How many triangles can be obtained by joining 12 points, four of which are collinear?

How many triangles can be formed in a decagon?

How many different selections of 4 books can be made from 10 different books, if

(i) there is no restriction?

(ii) two particular books are always selected?

(iii) two particular books are never selected?

How many different products can be obtained by multiplying two or more of the numbers 3, 5, 7, 11 without repetition?

Find the number of ways in which a committee of 2 teachers and 3 students can be formed out of 10 teachers and 20 students. In how many of these committees

(i) a particular teacher is included?

(ii) a particular student is included?

(iii) a particular student is excluded?

There are 18 points in a plane of which 5 are collinear. How many straight lines can be formed by joining them?

Out of 12 consonants and 5 vowels, how many words, each containing 3 consonants and 2 vowels, can be formed?

How many words, each of 3 vowels and 2 consonants, can be formed from the letters of the word ‘INVOLUTE’?

The English alphabet has 21 consonants and 5 vowels. How many words with two different consonants and three different vowels can be formed from the alphabet?

In how many ways can 4 girls and 3 boys be seated in a row so that no two boys are together?

How many words, with or without meaning, can be formed from the letters of the word, ‘MONDAY’, assuming that no letter is repeated, if (i) 4 letters are used at a time? (ii) all letters are used at a time? (iii) all letters are used, but the first letter is a vowel?

If ^{20}C_{r} = ^{20}C_{r–10} then find the value of ^{17}C_{r}.

If ^{20}C_{r+1} = ^{20}C_{r–10} then find the value of ^{10}C_{r}.

If ^{n}C_{r+1} = ^{n}C_{8} then find the value of ^{22}C_{n}.

If ^{35}C_{n+7} = ^{35}C_{4n–2} then find the value of n.

Find the values of (i) ^{200}C_{198}, (ii) ^{76}C_{0}, (iii) ^{15}C_{15}.

If ^{m}C_{1} = ^{n}C_{2} prove that m = n(n – 1).

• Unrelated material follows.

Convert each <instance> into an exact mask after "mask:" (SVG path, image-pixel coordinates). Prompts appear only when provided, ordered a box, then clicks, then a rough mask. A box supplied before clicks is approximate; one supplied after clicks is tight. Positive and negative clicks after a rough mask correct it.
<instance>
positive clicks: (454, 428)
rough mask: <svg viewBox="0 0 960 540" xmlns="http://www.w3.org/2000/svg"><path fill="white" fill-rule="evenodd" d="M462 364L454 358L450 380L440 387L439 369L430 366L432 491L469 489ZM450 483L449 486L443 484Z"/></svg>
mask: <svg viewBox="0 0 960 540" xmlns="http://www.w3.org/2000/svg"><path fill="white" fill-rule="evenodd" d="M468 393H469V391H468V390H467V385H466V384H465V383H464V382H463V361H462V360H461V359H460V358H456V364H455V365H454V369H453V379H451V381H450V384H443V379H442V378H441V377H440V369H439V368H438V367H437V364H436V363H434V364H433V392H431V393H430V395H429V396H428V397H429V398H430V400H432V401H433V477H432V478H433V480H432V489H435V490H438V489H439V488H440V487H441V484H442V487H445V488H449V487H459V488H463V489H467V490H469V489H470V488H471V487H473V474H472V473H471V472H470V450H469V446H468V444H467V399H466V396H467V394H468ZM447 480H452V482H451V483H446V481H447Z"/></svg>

Write the value of (^{5}C_{1} + ^{5}C_{2} + ^{5}C_{3} + ^{5}C_{4} + ^{5}C_{5}).

If ^{n+1}C_{3} = 2(^{n}C_{2}), find the value of n.

If ^{n}P_{r} = 720 and ^{n}C_{r} = 120 then find the value of r.

If ^{(n2–n)}C_{2} = ^{(n2–n)}C_{4} = 120 then find the value of n.

How many words are formed by 2 vowels and 3 consonants, taken from 4 vowels and 5 consonants?

Find the number of diagonals in an n-sided polygon.

Three persons enter a railway compartment having 5 vacant seats. In how many ways can they seat themselves?

There are 12 points in a plane, out of which 3 points are collinear. How many straight lines can be drawn by joining any two of them?

In how many ways can committee of 5 be made out of 6 men and 4 women, containing at least 2 women?

There are 13 cricket players, out of which 4 are bowlers. In how many ways can team of 11 be selected from them so as to include at least 3 bowlers?

How many different committees of 5 can be formed from 6 men and 4 women, if each committee consists of 3 men and 2 women?

How many parallelograms can be formed from a set of 4 parallel lines interesting another set of 3 parallel lines?